The Dodge has disgorged the rowdy band into a park somewhere – freezing cold and pitch-black but for the light from Laurie’s phone, which he uses in order to fumble his thick-fingered way to the zipper on her dress.

She is tottering, held up at the elbows by the centre-half-forward on the left and the wingman on the right, the vapour of their breath licking her neck and dissipating on the angles of her jaw.

She is suddenly on her back in the mud, naked thighs bouncing the light off in odd directions.

Panting gives way to grunting as Laurie’s hulking mass obliterates her tiny frame.

She cries out.  It is a cry of pain, then fear, then terror, and then comes the scream - brutally muzzled.
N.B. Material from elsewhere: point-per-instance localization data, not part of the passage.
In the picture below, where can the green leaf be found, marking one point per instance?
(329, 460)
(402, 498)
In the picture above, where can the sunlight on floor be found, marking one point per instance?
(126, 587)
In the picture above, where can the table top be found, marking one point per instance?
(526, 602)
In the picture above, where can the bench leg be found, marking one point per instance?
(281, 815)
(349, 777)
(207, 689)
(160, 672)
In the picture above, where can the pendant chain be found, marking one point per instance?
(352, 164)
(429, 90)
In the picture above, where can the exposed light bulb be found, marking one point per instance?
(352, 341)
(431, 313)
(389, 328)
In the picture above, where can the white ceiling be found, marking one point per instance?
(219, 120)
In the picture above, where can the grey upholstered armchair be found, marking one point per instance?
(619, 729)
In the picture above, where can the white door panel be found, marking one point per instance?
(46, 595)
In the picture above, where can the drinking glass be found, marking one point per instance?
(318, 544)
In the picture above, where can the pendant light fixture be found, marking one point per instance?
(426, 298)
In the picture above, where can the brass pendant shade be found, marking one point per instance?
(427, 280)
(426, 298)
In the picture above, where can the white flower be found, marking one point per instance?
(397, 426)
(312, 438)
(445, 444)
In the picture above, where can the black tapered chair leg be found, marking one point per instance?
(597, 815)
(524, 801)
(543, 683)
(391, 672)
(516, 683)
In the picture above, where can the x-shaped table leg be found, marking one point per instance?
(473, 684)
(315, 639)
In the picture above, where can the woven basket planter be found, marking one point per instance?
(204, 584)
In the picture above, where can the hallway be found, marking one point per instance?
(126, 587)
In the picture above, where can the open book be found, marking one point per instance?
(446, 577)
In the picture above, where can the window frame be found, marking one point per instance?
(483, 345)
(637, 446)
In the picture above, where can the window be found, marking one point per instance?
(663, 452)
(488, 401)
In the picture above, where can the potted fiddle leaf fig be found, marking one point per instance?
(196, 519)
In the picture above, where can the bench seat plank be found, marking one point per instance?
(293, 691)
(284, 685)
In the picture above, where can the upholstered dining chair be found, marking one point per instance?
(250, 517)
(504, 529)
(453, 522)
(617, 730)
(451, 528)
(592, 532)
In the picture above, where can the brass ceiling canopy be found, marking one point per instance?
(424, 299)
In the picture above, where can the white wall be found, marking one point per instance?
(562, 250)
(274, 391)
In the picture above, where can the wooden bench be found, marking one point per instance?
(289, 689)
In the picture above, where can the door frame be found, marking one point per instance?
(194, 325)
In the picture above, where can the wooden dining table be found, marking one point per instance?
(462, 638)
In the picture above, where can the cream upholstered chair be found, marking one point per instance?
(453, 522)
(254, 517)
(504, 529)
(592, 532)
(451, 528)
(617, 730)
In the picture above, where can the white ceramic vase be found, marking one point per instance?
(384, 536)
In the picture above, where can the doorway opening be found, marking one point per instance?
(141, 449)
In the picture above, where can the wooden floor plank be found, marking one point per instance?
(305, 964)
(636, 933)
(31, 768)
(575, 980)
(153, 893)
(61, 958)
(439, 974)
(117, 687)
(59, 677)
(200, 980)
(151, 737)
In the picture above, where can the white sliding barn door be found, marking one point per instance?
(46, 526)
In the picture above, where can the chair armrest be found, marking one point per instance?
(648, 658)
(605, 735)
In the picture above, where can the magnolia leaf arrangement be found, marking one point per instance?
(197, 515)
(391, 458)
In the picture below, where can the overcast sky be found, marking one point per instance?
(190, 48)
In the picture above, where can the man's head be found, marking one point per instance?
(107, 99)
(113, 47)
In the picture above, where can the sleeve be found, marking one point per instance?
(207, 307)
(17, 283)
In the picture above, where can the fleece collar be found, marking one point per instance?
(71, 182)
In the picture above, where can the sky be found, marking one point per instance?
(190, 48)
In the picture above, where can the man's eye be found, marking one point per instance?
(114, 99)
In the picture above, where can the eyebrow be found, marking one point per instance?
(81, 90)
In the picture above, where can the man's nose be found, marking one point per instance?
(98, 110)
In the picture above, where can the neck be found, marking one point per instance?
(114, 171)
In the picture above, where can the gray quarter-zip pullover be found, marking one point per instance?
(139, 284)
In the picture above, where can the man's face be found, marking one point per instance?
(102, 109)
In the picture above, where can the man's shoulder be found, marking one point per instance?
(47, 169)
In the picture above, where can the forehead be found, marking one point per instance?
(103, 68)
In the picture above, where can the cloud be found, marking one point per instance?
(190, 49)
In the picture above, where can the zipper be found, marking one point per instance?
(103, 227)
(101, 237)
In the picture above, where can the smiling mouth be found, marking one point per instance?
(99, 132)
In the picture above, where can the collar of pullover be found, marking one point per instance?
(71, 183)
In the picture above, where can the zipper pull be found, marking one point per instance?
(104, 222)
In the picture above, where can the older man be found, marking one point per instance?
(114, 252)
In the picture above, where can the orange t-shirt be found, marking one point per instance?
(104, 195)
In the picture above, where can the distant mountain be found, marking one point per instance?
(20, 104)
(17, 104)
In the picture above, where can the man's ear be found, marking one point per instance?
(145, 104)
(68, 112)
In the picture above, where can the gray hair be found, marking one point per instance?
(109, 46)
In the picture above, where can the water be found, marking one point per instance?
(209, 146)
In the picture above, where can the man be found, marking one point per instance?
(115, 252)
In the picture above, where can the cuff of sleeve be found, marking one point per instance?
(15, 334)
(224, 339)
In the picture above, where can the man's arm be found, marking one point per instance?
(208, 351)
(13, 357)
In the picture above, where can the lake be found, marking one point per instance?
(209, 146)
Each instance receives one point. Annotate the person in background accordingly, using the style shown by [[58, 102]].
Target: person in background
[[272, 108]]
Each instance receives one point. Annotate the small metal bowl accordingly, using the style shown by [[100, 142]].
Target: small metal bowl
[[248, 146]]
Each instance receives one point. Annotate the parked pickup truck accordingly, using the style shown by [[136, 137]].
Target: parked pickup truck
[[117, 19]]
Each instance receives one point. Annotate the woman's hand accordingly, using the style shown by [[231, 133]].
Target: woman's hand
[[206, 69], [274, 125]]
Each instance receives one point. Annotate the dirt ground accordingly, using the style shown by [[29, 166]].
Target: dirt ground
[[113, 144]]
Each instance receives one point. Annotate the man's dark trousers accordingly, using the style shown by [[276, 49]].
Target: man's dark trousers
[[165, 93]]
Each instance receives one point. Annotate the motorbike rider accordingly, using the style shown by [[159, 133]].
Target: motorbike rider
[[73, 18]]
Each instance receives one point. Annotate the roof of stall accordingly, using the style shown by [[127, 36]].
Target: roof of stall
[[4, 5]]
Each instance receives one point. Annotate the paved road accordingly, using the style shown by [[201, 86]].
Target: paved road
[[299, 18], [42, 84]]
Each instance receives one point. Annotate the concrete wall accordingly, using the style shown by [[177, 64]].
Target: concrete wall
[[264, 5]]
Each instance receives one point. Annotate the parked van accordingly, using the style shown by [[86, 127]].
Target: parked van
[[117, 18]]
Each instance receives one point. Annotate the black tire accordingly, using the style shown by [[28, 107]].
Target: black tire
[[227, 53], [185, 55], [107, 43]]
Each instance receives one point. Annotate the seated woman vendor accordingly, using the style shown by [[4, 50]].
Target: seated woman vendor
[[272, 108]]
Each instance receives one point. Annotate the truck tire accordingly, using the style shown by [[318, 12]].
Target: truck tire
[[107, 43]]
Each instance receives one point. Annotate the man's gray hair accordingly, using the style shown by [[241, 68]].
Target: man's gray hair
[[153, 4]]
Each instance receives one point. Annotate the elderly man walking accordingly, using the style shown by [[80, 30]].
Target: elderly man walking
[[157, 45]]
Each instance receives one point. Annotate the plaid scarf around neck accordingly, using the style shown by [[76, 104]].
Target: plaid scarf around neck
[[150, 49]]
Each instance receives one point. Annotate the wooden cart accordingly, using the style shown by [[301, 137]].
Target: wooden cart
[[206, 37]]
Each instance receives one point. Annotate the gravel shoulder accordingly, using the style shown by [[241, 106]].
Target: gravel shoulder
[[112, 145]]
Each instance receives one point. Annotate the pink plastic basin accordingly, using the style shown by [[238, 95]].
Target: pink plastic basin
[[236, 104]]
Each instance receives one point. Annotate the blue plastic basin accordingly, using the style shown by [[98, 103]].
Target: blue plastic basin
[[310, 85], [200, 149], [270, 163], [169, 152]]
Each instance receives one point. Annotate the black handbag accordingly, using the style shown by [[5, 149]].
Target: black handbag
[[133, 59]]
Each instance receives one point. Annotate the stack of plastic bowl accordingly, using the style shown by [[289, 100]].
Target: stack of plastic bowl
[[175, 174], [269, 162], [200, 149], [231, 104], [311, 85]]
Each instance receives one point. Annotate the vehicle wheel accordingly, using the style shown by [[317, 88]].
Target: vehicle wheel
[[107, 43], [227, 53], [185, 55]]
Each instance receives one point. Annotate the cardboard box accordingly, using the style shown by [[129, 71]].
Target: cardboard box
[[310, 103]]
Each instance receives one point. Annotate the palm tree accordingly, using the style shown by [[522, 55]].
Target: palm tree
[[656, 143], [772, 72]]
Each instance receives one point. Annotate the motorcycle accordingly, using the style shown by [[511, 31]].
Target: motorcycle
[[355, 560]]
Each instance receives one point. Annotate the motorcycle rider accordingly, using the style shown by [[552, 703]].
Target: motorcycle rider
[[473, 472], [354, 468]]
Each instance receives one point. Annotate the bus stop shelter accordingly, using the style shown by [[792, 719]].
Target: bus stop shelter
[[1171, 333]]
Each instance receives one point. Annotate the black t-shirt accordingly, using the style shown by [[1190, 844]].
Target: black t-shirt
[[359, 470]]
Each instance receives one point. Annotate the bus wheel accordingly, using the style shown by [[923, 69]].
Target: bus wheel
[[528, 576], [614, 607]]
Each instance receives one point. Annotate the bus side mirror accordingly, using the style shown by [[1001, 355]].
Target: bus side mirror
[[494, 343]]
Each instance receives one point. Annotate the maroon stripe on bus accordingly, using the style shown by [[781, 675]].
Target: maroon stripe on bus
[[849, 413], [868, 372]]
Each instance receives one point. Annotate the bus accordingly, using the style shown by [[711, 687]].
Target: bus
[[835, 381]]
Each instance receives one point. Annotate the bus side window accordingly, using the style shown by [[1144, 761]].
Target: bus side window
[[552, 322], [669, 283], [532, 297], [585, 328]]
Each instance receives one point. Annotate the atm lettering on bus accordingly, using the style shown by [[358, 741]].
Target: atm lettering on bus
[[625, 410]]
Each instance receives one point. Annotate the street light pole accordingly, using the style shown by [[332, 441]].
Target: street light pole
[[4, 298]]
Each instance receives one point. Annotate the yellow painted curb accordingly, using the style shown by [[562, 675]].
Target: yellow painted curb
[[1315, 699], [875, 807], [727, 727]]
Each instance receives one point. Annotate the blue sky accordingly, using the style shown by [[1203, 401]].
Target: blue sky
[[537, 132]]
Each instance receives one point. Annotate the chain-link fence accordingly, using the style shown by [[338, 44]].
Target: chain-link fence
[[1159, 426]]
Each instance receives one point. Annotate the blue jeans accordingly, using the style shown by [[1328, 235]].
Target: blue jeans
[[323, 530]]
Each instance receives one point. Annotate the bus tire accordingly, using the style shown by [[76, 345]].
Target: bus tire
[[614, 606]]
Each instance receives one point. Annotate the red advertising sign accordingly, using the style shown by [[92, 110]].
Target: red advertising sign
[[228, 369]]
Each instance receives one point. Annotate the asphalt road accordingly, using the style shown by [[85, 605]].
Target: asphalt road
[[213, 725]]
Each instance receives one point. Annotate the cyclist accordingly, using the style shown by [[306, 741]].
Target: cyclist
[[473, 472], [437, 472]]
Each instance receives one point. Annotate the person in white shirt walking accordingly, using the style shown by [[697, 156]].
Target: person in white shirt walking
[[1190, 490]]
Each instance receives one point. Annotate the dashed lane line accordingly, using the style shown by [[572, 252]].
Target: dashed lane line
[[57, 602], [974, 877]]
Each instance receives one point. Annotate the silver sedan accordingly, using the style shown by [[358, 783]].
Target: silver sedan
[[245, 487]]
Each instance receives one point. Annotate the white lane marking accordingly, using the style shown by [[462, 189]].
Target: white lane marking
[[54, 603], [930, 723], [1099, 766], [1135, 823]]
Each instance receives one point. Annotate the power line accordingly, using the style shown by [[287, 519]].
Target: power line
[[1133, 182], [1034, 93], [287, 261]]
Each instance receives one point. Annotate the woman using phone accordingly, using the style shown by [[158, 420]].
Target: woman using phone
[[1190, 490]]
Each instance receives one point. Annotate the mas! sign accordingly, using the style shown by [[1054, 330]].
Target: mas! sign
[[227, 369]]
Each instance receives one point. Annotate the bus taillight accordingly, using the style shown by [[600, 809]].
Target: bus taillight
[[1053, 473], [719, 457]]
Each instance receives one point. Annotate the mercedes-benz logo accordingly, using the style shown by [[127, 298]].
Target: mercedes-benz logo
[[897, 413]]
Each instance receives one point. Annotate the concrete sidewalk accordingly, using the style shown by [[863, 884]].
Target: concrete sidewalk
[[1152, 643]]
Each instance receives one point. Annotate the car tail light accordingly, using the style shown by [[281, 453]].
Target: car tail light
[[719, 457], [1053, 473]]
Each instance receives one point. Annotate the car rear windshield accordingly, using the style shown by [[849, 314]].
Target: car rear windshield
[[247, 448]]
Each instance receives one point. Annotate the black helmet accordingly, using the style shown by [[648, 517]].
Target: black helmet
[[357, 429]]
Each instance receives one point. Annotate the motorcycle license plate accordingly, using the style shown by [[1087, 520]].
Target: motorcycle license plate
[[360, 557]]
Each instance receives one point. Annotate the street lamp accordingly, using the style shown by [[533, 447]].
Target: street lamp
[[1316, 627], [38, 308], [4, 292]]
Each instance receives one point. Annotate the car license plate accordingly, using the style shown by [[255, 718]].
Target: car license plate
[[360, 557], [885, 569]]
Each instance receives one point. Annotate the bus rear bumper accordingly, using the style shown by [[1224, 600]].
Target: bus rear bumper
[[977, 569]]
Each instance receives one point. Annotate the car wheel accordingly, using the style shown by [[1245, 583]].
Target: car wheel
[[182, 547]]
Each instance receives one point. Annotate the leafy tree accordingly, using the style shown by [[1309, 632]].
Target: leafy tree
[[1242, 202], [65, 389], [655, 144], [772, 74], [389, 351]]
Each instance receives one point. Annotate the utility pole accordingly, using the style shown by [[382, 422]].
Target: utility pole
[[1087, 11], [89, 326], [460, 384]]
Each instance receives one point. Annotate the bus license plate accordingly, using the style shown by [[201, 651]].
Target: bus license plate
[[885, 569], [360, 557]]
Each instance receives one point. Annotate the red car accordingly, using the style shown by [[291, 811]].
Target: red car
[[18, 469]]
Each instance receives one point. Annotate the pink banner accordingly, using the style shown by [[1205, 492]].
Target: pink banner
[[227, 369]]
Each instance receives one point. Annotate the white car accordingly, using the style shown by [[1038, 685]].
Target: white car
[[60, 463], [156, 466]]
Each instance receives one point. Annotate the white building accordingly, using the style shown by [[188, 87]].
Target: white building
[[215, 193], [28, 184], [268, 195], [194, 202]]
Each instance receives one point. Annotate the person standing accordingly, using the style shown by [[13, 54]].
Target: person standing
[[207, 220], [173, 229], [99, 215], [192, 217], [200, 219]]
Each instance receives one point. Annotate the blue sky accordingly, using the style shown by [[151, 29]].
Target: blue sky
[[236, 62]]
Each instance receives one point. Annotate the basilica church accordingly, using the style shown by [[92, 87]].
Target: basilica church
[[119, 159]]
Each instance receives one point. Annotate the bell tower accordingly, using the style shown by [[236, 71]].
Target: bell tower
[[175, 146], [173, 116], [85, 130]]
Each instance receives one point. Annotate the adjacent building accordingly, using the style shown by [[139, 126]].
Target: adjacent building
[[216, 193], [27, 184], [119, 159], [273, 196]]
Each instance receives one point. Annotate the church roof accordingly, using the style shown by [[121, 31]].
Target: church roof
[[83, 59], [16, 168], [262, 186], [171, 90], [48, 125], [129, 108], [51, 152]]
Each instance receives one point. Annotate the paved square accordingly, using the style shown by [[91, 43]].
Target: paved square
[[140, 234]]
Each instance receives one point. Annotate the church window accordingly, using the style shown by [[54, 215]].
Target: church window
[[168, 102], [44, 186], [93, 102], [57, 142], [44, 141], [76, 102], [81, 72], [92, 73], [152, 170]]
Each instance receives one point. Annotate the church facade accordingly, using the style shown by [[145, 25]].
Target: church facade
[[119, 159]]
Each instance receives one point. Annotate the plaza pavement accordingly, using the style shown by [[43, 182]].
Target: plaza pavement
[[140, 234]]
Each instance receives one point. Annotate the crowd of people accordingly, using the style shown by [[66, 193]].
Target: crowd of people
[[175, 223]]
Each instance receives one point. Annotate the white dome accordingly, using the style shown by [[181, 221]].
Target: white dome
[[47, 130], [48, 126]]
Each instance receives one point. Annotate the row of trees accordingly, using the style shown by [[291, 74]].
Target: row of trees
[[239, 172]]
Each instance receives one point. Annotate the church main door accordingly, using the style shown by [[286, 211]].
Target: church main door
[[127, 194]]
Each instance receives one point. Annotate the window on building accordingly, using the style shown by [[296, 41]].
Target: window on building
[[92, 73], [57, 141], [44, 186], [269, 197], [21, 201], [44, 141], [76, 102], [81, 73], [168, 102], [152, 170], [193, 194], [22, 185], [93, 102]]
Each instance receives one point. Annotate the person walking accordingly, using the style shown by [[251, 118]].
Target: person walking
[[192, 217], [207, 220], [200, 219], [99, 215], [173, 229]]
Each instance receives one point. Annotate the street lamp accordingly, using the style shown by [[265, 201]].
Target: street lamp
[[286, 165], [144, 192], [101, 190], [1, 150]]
The teamwork is seamless, each player wrenching a limb to the outfield as his teammate attacks the centre.

It is Damien’s first time off the interchange bench.  His main chance.  He dare not disappoint.

With the chanting of his mates ringing in his ears, he feels her cold, writhing flesh up against his shirt, his lips ravaging the swallow on her neck as the tiny crucifix dances before his frenzied eyes.

He imagines her picking out the crucifix from her top drawer, trying it on, admiring herself this way and that in the mirror, wanting to look her best for the big night out.  He knows it is either her or him.  They can’t both emerge from the night unscathed.

Suddenly he is upright.  It’s done.  There are slaps on the back, cheering, chanting, upending of coke bottles.  The opposition has been trounced.

A cry emerges from the mud.  Laurie deals with it.

‘Were you aware that the girl died in hospital as a result of the injuries she sustained that night?’

He blinks.  He has a splitting headache.  There is a kind of fog over his brain.  He wishes he were in the arms of Cerise, his fevered brow buried in the warmth of her loving bosom.  

But Detective Sergeant Nankervis’s voice is getting in the way.  She’s reading him his rights.  One of them appears to be silence.  Something about her voice reminds him of Mrs Riordan’s.  

He wishes he’d persisted with Remedial English.